Terry Jones of Monty Python dies at 77 after battling with dementia, his agent says




Terry-Jones of Monty Python

Terry Jones, a member of the Monty Python comedy troupe, has died. He was 77 and had been suffering from dementia.

Jones’s agent says he died Tuesday evening. In a statement, his family said he died “after a long, extremely brave but always good-humored battle with a rare form of dementia, FTD.”

Jones’s wife, Anna Soderstrom, and children Bill, Sally and Siri, said “we have all lost a kind, funny, warm, creative and truly loving man whose uncompromising individuality, relentless intellect and extraordinary humor has given pleasure to countless millions across six decades.

“His work with Monty Python, his books, films, television programs, poems, and other work will live on forever, a fitting legacy to a true polymath,” they added.

Terry-Jones of Monty Python

Born in Wales in 1942, Jones attended Oxford University, where he began writing and performing with fellow student Michael Palin.

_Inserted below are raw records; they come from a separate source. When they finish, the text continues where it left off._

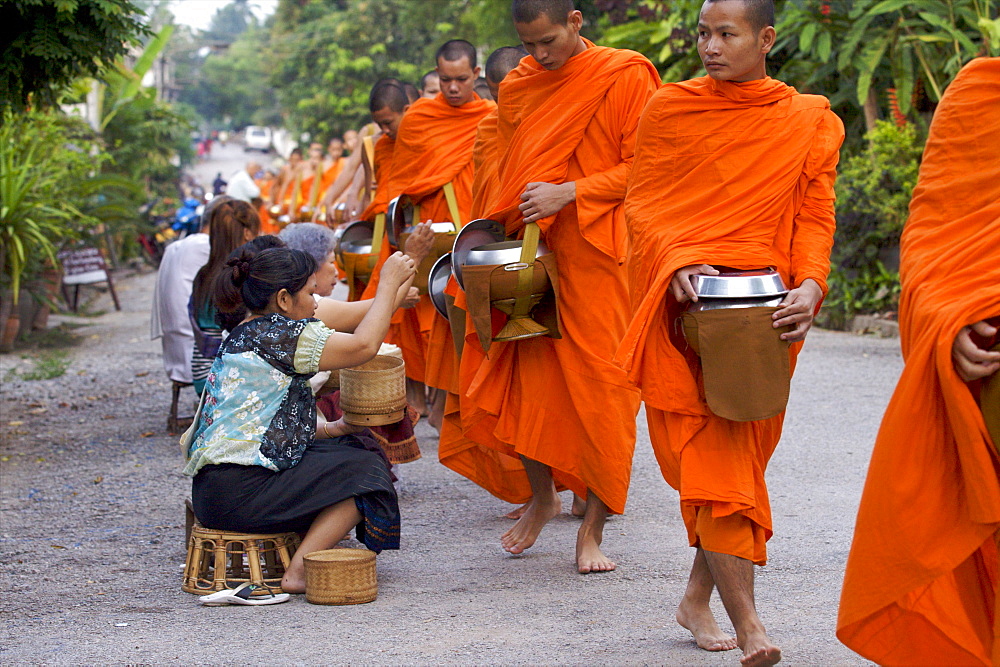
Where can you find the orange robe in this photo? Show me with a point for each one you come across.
(267, 226)
(459, 444)
(562, 402)
(433, 147)
(485, 163)
(921, 582)
(738, 175)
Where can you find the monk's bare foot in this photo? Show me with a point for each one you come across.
(524, 533)
(516, 514)
(758, 651)
(589, 557)
(292, 583)
(699, 621)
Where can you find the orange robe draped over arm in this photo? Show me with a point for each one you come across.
(739, 175)
(563, 402)
(433, 147)
(921, 579)
(461, 446)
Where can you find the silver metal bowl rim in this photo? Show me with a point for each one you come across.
(437, 298)
(483, 225)
(756, 286)
(356, 231)
(706, 303)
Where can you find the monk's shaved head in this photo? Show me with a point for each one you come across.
(527, 11)
(502, 61)
(454, 50)
(388, 93)
(760, 13)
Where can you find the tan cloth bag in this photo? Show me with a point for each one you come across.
(744, 362)
(484, 284)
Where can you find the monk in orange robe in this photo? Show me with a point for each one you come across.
(287, 187)
(732, 169)
(433, 149)
(266, 184)
(921, 582)
(566, 135)
(460, 443)
(310, 183)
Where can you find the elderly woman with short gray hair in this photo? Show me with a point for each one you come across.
(321, 243)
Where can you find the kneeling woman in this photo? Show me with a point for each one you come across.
(260, 460)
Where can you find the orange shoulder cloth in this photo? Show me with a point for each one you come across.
(921, 576)
(484, 161)
(384, 151)
(544, 114)
(434, 144)
(727, 173)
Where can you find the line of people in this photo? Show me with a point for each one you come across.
(637, 189)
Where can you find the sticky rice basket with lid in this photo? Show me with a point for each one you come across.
(374, 393)
(341, 576)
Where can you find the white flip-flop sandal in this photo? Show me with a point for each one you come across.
(244, 595)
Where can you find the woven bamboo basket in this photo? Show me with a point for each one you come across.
(374, 393)
(341, 576)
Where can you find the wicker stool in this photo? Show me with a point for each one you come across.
(175, 425)
(219, 559)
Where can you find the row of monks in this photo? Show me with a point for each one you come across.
(635, 187)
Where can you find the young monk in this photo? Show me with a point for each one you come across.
(566, 135)
(433, 153)
(288, 184)
(459, 446)
(353, 173)
(742, 166)
(310, 183)
(430, 85)
(921, 582)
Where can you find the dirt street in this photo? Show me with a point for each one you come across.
(93, 545)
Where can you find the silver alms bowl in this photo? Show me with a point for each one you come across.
(437, 281)
(504, 252)
(755, 284)
(473, 235)
(356, 238)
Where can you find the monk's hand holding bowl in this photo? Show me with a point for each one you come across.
(544, 199)
(798, 308)
(971, 361)
(412, 298)
(398, 268)
(420, 241)
(680, 284)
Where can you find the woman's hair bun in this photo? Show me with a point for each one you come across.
(240, 269)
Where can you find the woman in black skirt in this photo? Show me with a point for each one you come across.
(260, 459)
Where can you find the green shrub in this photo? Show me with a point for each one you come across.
(873, 196)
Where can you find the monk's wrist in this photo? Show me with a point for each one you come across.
(570, 192)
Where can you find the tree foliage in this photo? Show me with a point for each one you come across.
(55, 42)
(46, 174)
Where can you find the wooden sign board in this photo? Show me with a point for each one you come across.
(85, 266)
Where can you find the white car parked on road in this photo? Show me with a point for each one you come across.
(258, 138)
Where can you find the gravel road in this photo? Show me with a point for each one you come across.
(93, 537)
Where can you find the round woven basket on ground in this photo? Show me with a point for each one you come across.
(341, 576)
(374, 393)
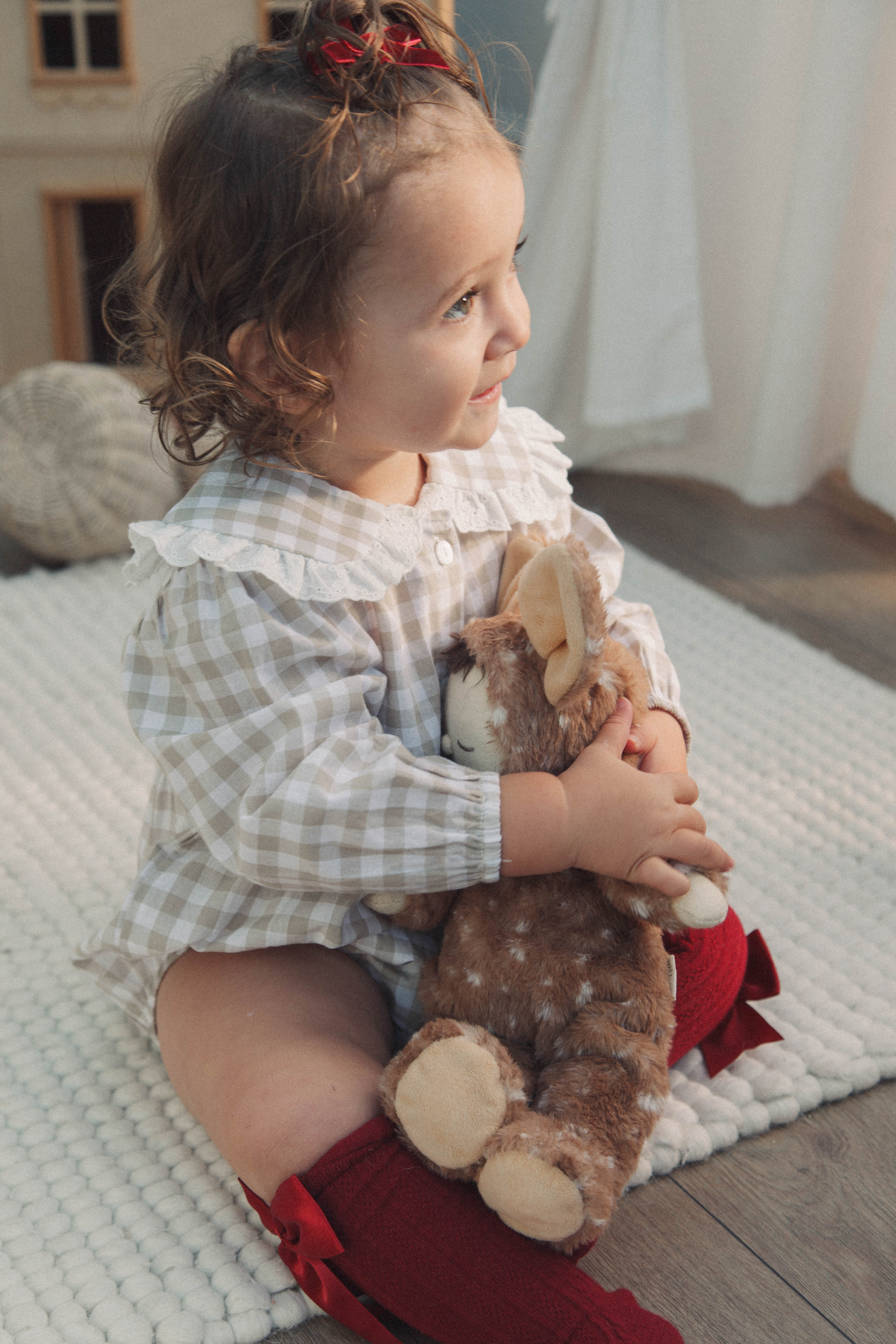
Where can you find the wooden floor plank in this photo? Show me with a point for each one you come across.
(817, 1203)
(683, 1265)
(824, 568)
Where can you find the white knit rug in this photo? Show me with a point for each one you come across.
(119, 1219)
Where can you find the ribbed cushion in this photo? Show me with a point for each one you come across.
(78, 462)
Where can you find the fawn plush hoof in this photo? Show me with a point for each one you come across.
(451, 1101)
(702, 908)
(386, 902)
(531, 1197)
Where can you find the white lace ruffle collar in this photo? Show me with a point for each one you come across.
(320, 544)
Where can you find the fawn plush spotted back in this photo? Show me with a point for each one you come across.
(543, 1066)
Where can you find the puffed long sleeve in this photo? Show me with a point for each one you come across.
(265, 720)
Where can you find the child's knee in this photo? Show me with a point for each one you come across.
(279, 1053)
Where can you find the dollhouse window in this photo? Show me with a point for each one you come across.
(89, 234)
(80, 40)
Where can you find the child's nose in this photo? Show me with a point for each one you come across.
(512, 327)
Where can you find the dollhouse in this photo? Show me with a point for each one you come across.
(81, 86)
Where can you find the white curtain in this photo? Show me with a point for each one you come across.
(708, 177)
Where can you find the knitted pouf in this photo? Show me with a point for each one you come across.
(78, 463)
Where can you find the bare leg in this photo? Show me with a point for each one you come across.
(277, 1053)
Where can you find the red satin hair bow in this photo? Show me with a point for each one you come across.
(307, 1241)
(401, 46)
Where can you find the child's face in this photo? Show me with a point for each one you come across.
(438, 319)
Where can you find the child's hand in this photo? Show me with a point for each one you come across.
(660, 744)
(625, 823)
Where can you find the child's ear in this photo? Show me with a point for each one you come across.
(551, 615)
(252, 358)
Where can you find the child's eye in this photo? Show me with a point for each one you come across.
(463, 307)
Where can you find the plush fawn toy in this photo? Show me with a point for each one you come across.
(543, 1069)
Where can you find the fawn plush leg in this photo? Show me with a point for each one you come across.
(451, 1091)
(557, 1173)
(432, 1253)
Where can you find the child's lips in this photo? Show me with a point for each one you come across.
(491, 394)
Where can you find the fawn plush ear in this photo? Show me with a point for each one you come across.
(551, 615)
(519, 553)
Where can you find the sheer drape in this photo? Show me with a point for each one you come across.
(761, 139)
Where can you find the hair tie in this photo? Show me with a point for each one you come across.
(401, 46)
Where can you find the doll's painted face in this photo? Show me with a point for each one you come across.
(438, 319)
(468, 720)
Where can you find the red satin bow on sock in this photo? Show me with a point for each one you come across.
(306, 1244)
(401, 46)
(743, 1027)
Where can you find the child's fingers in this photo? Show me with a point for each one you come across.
(614, 734)
(659, 874)
(692, 820)
(698, 850)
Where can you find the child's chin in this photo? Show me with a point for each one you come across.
(476, 429)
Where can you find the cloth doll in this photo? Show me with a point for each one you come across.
(543, 1066)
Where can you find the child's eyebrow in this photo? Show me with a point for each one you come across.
(461, 284)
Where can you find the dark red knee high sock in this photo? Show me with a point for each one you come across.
(437, 1257)
(718, 971)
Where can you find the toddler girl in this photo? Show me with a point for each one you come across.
(335, 304)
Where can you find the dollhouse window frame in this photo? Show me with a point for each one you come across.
(444, 9)
(84, 73)
(64, 259)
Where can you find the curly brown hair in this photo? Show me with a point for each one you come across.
(266, 183)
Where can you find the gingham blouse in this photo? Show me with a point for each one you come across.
(288, 682)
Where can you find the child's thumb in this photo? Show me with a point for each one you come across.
(614, 734)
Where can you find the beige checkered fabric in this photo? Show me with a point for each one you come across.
(288, 682)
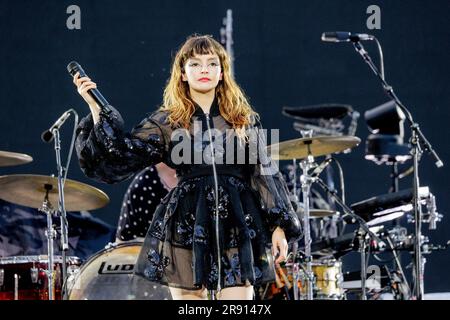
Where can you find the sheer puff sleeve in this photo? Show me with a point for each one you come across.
(267, 180)
(108, 154)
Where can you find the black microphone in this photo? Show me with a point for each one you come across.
(74, 67)
(344, 36)
(318, 170)
(47, 136)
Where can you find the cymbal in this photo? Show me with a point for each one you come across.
(29, 190)
(12, 159)
(316, 146)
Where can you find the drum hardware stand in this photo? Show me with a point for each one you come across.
(62, 212)
(295, 271)
(363, 232)
(418, 143)
(50, 233)
(306, 182)
(16, 286)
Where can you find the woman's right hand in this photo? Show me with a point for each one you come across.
(84, 84)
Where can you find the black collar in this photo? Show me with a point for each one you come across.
(213, 111)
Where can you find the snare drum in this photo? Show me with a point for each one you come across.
(327, 284)
(328, 280)
(25, 277)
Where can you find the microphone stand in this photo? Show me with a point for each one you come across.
(419, 143)
(62, 211)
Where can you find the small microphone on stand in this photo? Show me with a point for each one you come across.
(318, 170)
(344, 36)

After leaving university, he wrote for seminal 1960s comedy series including “The Frost Report” and “Do Not Adjust Your Set.” At the end of the decade he, Palin, Eric Idle, John Cleese, Graham Chapman, and Terry Gilliam formed Monty Python’s Flying Circus, whose surreal, irreverent humor helped revolutionize British comedy.

Jones wrote and performed for the troupe’s early-70s TV series and films including “Monty Python and the Holy Grail” in 1975 and “Monty Python’s Life of Brian” in 1979.

Playing the mother of Brian, a hapless young man who is mistaken for Jesus, he delivered one of the Pythons’ most famous lines: “He’s not the Messiah. He’s a very naughty boy!”